In light of last month’s incident involving a man being struck — and killed — by a train in East Falls, a public “safety blitz” was held at the East Falls Regional Rail Station along the Manayunk/Norristown Line Thursday morning.
SEPTA authorities and local officials including State Rep. Pam DeLissio and members of the East Falls town watch gathered along the station platform to remind the public of the dangers of failing to adhere to prescribed safety precautions and regulations while on or near the tracks.
The event was held in conjunction with Operation Lifesaver, SEPTA’s free safety program designed to reach out to schools and community organizations to instill a healthy attitude toward safety around rail and trolley lines.
According to SEPTA, nearly 11,000 passengers ride SEPTA’s Manayunk/Norristown line between Montgomery County and Center City every day.
Almost 1,200 of those daily passengers use the East Falls Station. Last month’s incident marked the seventh SEPTA-related fatality in East Falls since 1997, plus one non-fatal accident that occurred in May 2010.
Since 2003 there have been, on average, approximately 11 deaths per year on SEPTA’s rails.
Burnett Jones has been the chief accident investigator for SEPTA since 2004.
According to Jones, events such as Thursday’s safety blitz are held regularly throughout the year in an effort to decrease the number of SEPTA related accidents and deaths and to increase public awareness.
“Whether these deaths are intentional or not, we are always interested in putting the safety of our riders first,” Jones said, noting that many train-related incidents are suicides.

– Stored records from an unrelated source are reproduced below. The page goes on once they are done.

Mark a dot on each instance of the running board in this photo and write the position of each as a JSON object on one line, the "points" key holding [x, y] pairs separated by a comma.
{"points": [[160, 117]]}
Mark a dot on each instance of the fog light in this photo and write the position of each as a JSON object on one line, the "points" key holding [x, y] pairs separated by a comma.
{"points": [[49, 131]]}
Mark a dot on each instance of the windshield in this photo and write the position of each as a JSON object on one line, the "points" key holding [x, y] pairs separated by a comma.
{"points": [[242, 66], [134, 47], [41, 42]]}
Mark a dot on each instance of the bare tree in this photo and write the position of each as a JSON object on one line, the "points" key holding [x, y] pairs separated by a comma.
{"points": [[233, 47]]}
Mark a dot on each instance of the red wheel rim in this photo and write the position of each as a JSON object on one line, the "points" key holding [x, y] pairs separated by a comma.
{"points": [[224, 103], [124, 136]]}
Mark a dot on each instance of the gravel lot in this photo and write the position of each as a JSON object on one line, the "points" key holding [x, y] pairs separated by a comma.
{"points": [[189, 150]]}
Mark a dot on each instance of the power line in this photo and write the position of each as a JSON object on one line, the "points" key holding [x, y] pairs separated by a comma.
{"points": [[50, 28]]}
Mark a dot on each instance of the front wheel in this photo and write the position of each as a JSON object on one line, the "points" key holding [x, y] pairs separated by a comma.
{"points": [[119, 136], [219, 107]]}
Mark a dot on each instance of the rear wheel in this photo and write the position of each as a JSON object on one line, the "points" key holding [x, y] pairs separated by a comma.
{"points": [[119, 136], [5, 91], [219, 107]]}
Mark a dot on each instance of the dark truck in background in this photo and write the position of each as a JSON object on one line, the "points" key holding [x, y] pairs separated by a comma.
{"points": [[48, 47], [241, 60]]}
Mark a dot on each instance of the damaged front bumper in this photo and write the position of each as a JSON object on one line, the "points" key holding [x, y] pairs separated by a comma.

The East Falls incident in June was ruled an accident.
The morning commute
As passengers boarded the trains during the morning rush, Jones, DeLissio, transit police and SEPTA safety officers passed out brochures and verbal reminders to the local regional rail riders.
Erin Hulse is an East Falls resident who began riding the regional rail regularly just three months ago. Hulse said that while she has never witnessed safety violations taking place along the tracks, last month’s incident has put her on higher alert.
“I think it’s helpful that the SEPTA officials are out here trying to increase our safety and awareness,” she said.
For Jones and his fellow safety officers, constant awareness of riders’ surroundings is the key for public safety along rail systems. With the increased use of headsets, ear buds and cell phones, Jones noted passengers have become increasingly less aware.
“A train could be going by express or be a redirected deadhead,” he stated. “Don’t automatically assume that because a train is approaching a platform, that it is going to be stopping.”
Other key safety reminders stressed at Thursday’s blitz included never crossing the tracks anywhere except designated over and underpasses and never walking alongside or in the track area.
“People have been receptive to the information we’re providing them today,” Delissio said. “Even those who may have not had their coffee yet, they know we have their best interest in mind.”